I’m working with synthetic 2D navigation environments for testing learning-based path planning methods, where the agent must trade off between different criteria like efficiency, safety, and smoothness.

One issue I keep running into is that the structure of the environment itself can unintentionally create shortcuts in learning. For example, if certain geometric patterns (like narrow corridors or open spaces) consistently align with specific outcomes, the model tends to pick up on those correlations rather than learning the underlying decision-making problem. If I randomize everything too much, though, the environments lose meaningful structure and stop being useful for evaluation or learning.

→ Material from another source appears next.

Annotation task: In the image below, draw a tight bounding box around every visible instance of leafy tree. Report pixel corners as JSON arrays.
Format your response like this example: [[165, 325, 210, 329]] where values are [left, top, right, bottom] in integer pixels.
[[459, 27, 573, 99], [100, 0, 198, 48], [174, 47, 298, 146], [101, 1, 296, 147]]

I’m trying to understand what the standard practice is here. How do people design navigation environments that still have meaningful structure without embedding obvious visual shortcuts, and how do you avoid models learning direct “geometry → outcome” mappings instead of more general reasoning? In practice, is it better to use structured layouts (corridors, bottlenecks, etc.), or to rely on adding stochastic cost/risk layers on top of simpler geometry? Are there known approaches for balancing structure and randomness in a principled way, and are there standard algorithms, generators, or libraries commonly used for building these kinds of synthetic navigation environments?

Would appreciate any references or practical insights from motion planning or RL practice.